Schooling away from home
On nation-states, America's Indian boarding schools, and how China's government treats the people of Tibet
A recent episode of the "Drum Tower" podcast from The Economist addresses the phenomenon of official Chinese government-run boarding schools in Tibet. The place of Tibet within the modern state of China is a fraught question already -- Tibet has many of the marks of a distinct "nation", in the sense of having a recognizable culture, with religious and linguistic characteristics that are different from their neighbors. But Tibet isn't a nation-state, since it doesn't get to govern itself (as anyone familiar with the rallying cry "Free Tibet" is already aware).
■ As the podcast reports, the Chinese government has been engaged in a campaign to build boarding schools in Tibet and to fill them using coercive techniques. The schools, notably, are taught in Mandarin rather than Tibetan.
■ Children are enrolled in the boarding schools from kindergarten age -- which means that in many cases, they begin immersion in a language other than the one spoken at home from the very beginning of their literate ages. A charitable argument would suggest that learning Mandarin is a key way to unlock future economic potential within the broader Chinese state.
■ The less charitable interpretation is that by displacing and undermining the children's home language from a tender young age, the Chinese government is pursuing an agenda to cleave the children away from their family and ethnic identities. It's a familiar model: The American and Canadian governments are being held to account for the culturally devastating practice of sending American Indian/First Nations children to boarding schools in order to force them to undergo assimilation.

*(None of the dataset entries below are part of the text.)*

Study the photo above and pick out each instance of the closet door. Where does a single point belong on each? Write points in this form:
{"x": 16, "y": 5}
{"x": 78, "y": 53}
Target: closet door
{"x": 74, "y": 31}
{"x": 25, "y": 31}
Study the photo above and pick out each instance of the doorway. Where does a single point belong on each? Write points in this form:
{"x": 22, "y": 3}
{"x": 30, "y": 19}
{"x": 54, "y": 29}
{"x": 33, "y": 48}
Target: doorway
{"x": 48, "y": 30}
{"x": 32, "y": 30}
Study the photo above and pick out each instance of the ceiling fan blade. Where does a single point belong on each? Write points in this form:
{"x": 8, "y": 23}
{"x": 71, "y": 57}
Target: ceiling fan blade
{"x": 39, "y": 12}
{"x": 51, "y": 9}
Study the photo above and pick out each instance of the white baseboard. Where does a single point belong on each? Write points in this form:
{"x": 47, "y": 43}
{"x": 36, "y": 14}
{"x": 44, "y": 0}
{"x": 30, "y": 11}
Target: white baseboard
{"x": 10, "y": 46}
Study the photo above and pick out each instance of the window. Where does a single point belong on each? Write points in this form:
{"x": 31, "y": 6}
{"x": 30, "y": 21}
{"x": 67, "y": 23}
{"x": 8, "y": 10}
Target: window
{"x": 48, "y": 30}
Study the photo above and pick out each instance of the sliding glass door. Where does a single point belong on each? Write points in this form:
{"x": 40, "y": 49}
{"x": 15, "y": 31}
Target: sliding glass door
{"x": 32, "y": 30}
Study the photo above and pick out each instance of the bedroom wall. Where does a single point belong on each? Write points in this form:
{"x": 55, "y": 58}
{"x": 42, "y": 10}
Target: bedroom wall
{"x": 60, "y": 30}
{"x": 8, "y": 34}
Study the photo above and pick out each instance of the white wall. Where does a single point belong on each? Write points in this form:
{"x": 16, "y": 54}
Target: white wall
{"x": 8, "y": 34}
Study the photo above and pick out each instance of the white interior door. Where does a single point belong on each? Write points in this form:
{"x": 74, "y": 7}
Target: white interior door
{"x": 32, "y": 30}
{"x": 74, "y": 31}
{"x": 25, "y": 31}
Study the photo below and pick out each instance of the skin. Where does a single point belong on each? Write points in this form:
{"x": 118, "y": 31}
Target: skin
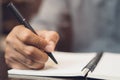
{"x": 25, "y": 50}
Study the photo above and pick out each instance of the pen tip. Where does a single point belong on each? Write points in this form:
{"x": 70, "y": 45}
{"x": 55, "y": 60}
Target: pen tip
{"x": 52, "y": 57}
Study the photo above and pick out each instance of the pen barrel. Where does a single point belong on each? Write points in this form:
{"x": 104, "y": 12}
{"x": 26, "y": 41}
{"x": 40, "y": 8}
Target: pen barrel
{"x": 19, "y": 17}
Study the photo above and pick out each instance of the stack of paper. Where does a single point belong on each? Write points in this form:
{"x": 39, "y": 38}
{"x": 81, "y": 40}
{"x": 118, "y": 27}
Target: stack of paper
{"x": 71, "y": 64}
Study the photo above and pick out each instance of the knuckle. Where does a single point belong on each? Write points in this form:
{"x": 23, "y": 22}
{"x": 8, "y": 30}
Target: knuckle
{"x": 44, "y": 58}
{"x": 26, "y": 35}
{"x": 55, "y": 34}
{"x": 8, "y": 39}
{"x": 29, "y": 51}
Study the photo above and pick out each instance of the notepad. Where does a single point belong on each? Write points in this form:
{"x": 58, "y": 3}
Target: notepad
{"x": 71, "y": 64}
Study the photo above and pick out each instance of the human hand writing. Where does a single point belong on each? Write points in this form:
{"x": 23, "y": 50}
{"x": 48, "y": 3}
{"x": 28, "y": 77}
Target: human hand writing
{"x": 25, "y": 50}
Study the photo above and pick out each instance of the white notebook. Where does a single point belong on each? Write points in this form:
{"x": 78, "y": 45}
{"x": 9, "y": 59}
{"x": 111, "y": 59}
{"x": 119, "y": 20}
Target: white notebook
{"x": 71, "y": 64}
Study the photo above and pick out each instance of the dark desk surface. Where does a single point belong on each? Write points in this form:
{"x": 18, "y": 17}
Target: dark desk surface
{"x": 4, "y": 75}
{"x": 18, "y": 77}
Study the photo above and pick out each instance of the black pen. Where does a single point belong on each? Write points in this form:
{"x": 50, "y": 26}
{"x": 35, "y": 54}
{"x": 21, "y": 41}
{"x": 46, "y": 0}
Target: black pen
{"x": 92, "y": 64}
{"x": 23, "y": 21}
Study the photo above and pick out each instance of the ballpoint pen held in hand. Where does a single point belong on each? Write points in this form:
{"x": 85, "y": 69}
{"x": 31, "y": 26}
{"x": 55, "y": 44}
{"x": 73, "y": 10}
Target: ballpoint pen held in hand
{"x": 23, "y": 21}
{"x": 92, "y": 64}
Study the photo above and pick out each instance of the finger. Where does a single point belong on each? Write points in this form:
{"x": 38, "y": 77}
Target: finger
{"x": 18, "y": 61}
{"x": 11, "y": 62}
{"x": 28, "y": 37}
{"x": 52, "y": 37}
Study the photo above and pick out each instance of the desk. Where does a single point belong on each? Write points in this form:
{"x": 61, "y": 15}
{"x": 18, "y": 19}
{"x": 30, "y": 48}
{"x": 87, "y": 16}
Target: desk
{"x": 18, "y": 77}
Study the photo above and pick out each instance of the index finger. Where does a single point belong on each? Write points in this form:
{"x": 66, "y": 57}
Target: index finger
{"x": 28, "y": 37}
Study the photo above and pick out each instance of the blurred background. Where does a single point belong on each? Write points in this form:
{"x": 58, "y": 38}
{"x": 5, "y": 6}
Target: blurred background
{"x": 83, "y": 25}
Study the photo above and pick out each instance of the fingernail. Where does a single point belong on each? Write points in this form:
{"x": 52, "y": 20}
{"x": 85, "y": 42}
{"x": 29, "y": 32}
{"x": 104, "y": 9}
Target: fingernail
{"x": 50, "y": 47}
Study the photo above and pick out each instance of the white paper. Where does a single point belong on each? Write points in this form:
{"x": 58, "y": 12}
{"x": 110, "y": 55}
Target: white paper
{"x": 71, "y": 64}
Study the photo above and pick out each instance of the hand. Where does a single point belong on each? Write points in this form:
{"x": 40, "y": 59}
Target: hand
{"x": 24, "y": 49}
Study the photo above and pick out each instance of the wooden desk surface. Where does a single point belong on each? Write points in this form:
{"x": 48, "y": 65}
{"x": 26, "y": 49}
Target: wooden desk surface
{"x": 18, "y": 77}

■ Parents have a strong instinct to consent to whatever appears to be in the long-term best interests of their children, even when that is in tension with what appears to be in the interests of the family unit. That's what makes the practice so sinister, in effectively forcing families to choose a practice to surrender their links to their children in exchange for the likely best hope for their children to have economic opportunities in the future. It's a cruel way to subjugate a people.